BACKGROUND: Malunion of the proximal humerus is common and variably tolerated. Classifications developed for proximal humerus malunion (PHM) rely on standard radiographs, which underestimate bone fragment displacement and lack accuracy. The clinical tolerance of PHM is subjective, and revision surgery is not always necessary. The primary objective of this study was to assess the reproducibility and relevance of four CT angle measurements for objectively quantifying the morphological disharmony caused by PHM in a control population then in a population with PHM. The secondary objectives were to identify angle cut-offs and to assess the correlations between angle values and the clinical tolerance of PHM.

HYPOTHESIS: Objective criteria for assessing proximal humerus malunion can be identified using CT scans.
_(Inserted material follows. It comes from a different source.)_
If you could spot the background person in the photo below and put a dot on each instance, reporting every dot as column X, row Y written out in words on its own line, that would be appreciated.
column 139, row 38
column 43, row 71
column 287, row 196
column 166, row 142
MATERIALS AND METHODS: Four angles were chosen to quantify proximal humerus disharmony: the angles between the humeral head and the glenoid in the coronal plane (HGCo) and axial plane (HGAx), the angle of tuberosity divergence in the axial plane (TDAx), and the centrum collum diaphyseal angle (CCD). The reproducibility of measurements of the four angles on computed tomography (CT) views was evaluated in a control population and in 46 patients with PHM. To this end, the reproducibility of reference slice selection was determined and intra- and interobserver reproducibility of the angle measurements was then assessed. Patients with PHM were divided into two groups based on clinical tolerance to allow testing for disharmony parameters associated with poor clinical tolerance, which was defined as functional impairment and surgical revision.
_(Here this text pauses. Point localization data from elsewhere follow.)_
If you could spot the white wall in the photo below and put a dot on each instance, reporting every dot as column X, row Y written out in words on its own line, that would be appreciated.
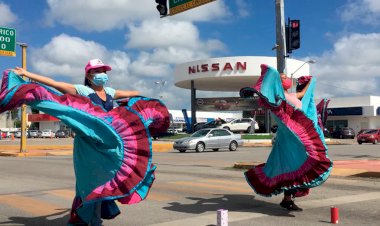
column 53, row 125
column 203, row 116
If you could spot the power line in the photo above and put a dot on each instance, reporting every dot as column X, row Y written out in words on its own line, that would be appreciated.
column 356, row 91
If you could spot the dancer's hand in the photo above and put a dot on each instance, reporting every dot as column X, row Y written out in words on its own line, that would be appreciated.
column 20, row 71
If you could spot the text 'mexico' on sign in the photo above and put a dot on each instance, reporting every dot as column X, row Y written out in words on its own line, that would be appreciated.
column 7, row 41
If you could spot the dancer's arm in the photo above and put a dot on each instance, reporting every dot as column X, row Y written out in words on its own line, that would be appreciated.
column 60, row 86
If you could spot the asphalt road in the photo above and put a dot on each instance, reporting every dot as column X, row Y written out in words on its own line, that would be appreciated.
column 189, row 188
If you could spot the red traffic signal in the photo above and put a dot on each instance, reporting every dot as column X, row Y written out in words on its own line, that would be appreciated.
column 293, row 37
column 162, row 7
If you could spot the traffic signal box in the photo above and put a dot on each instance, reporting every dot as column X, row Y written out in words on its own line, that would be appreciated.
column 162, row 7
column 293, row 40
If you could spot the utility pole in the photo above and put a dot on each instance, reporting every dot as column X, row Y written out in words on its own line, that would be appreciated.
column 280, row 36
column 23, row 107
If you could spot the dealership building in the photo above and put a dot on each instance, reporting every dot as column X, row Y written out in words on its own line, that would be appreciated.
column 230, row 74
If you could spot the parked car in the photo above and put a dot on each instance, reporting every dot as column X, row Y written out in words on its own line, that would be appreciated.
column 344, row 132
column 211, row 124
column 361, row 131
column 369, row 136
column 18, row 134
column 241, row 125
column 222, row 104
column 35, row 134
column 173, row 131
column 214, row 139
column 62, row 134
column 198, row 126
column 47, row 133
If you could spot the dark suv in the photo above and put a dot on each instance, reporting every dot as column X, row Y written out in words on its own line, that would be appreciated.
column 343, row 133
column 62, row 134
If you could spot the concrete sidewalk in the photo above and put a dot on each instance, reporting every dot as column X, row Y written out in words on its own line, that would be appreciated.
column 342, row 168
column 359, row 168
column 61, row 150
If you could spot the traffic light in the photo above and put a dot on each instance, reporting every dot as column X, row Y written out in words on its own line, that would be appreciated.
column 162, row 7
column 293, row 38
RESULTS: Slice selection was found to be reproducible. The Bland-Altman plot indicated that the angle measurements in both the controls and the patients were reproducible within ±2 SDs. Intraclass correlation coefficient values ranged from fair to excellent for all angles in both the controls and the patients. The mean TDAx was higher in the patients than in the controls (72.0° vs. 56.1°, P<0.05) and, within the PHM group, was higher in the subgroup with good vs. poor clinical tolerance (75.8° vs. 69.5°, P<0.05). The CCD angle was greater in the controls than in the patients (129.8° [range, 128.3°-131.3°] vs. 125.9° [range, 122.9°-128.9], respectively) and was significantly greater in the PHM subgroup with good vs poor clinical tolerance (131.4° vs. 122.3°, respectively; P=0.007). The HGCo and HGAx angles were significantly greater in the patients than in the controls (HGCo: 66.6° vs. 52.2°, respectively; HGAx: 17.5° vs. 13.3°, respectively, P=0.55).
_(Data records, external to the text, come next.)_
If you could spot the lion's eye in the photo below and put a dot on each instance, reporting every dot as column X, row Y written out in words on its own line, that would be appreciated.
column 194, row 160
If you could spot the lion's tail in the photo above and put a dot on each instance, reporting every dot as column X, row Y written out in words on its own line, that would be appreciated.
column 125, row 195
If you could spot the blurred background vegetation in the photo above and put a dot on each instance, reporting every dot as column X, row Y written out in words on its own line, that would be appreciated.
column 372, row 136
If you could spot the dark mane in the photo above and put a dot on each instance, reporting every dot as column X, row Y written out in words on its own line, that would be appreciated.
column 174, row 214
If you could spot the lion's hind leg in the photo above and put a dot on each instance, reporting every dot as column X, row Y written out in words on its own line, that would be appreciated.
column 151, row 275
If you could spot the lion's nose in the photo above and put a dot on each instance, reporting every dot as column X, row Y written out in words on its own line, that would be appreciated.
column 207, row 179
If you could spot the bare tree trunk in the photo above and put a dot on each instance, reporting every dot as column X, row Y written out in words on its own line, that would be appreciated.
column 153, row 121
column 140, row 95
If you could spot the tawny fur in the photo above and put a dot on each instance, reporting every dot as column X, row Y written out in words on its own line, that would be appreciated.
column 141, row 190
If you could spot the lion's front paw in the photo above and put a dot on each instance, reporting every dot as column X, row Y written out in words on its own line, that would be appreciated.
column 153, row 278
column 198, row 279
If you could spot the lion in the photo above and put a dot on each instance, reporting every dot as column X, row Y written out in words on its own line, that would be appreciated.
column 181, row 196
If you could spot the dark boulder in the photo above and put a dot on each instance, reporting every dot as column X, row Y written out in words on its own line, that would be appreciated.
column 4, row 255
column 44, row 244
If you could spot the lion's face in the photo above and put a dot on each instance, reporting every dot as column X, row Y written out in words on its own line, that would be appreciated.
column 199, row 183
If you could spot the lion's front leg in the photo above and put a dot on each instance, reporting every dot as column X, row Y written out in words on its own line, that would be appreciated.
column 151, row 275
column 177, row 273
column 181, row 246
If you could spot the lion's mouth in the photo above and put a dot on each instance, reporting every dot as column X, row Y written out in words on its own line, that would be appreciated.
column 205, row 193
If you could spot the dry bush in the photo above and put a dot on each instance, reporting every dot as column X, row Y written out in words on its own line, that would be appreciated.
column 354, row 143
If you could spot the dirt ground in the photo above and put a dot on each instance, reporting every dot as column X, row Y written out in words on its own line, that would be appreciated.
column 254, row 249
DISCUSSION: The measurement method described here provides a quantitative assessment of postfracture disharmony based on four angles, the HGCo, HGAx, and TDAx. Measurement of these four angles on CT images was found to have good intra- and interobserver reproducibility. The angle values were significantly greater in the patients with PHM than in the controls. Within the patient group, the subgroup with poor clinical tolerance had smaller values of the TDAx, CCD, and HGAx angles and a greater value of the HGCo angle.

LEVEL OF EVIDENCE: IV, retrospective observational study.